Additionally, the characteristics of the invention can be varied in accordance

with the needs of a particular system. Therefore, the present examples are to be

considered as illustrative and not restrictive, and the invention is not to be limited to

the details given herein, but may be modified within the scope of the appended claims.

Claims

1. A method of a predicting an execution latency of a coprocessor by a central

processing unit coupled thereto arranged to perform executable instructions, wherein the coprocessor is arranged to execute selected ones of the executable instructions,

comprising

decoding a received instruction by the CPU into a command portion and an

associated data portion;

determining that the decoded instruction corresponds to any of the selected

executable instructions to be executed by the coprocessor;

passing off the command portion and the data portion to the coprocessor when

it is determined that the decoded instruction is to be executed by the coprocessor;

issuing a runtime start status flag and the execution latency by the coprocessor

when the coprocessor begins executing the passed instruction; and

predicting a coprocessor runtime latency based upon the issued runtime start

status information for the passed instruction wherein the CPU executes others of the

executable instructions concurrently with the coprocessor executing the passed

instruction.

2. A method as recited in claim 1, wherein the coprocessor comprises:

a configurable execution block arranged to execute the selected ones of the executable instructions; a command queue coupled to the execution block suitably arranged to

receive and store the command portion, wherein the execution blocks executes the

selected ones of the executable instructions based upon the command portion;

a data queue coupled to the execution block suitably arranged to

receive and store the data portion, wherein the execution block processes the data portion based upon the command portion and producing a result thereby; and

a status flag queue coupled to the execution block suitably arranged to provide

a status flag to the CPU.

3. A method as recited in claim 2, further comprising:

issuing a coprocessor runtime stop status flag indicating that the execution block has

completed executing the passed instruction.

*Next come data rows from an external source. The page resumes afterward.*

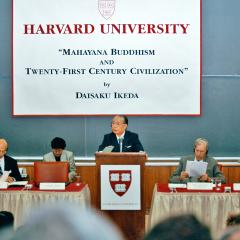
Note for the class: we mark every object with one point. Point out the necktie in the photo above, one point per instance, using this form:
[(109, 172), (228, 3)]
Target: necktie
[(120, 143)]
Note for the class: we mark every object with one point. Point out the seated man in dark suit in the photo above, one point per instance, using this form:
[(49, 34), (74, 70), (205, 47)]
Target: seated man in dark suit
[(121, 140), (7, 163), (59, 153), (200, 154)]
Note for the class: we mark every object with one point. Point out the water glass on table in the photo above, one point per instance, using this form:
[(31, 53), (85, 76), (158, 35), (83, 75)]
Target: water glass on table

4. A method as recited in claim 3, wherein the predicting comprises:

identifying a coprocessor execution latency corresponding to the passed instruction

based upon the coprocessor runtime start status flag and the coprocessor runtime stop status flag.

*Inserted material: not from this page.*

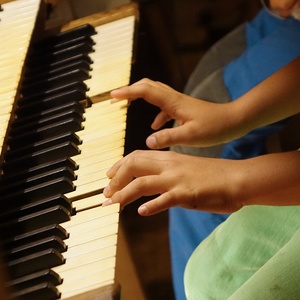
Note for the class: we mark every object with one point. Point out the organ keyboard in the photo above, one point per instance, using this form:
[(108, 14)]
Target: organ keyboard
[(58, 135)]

5. A method as recited in claim 4, wherein the CPU learns the identified

coprocessor execution latency for the opcode corresponding to the passed instruction.

6. A method as recited in claim 5, wherein the CPU uses the learned coprocessor

execution latency to concurrently execute others of the executable instructions with

the coprocessor executing another of the selected instructions.

7. An apparatus for predicting a coprocessor execution latency for a coprocessor

having a configurable execution block coupled to a central processing unit (CPU),

comprising:

a status queue coupled to the CPU arranged to issue a coprocessor runtime status flag;

a data queue coupled to the CPU arranged to store a data field

corresponding to data to be processed by the execution block and to store a result data

field corresponding to the processed data; and

a command queue coupled to CPU arranged to store a command that

provides the coprocessor with operating instructions; and

predicting the coprocessor latency by the CPU based upon an issued

runtime start status flag for a passed instruction wherein the CPU executes others of the executable instructions concurrently with the coprocessor executing the passed

instruction.

8. An apparatus as recited in claim 7, wherein the CPU decodes then passed

instruction into the command and the data portion.

9. An apparatus as recited in claim 8, wherein a runtime start status flag issued by

the coprocessor when the coprocessor begins executing the passed instruction.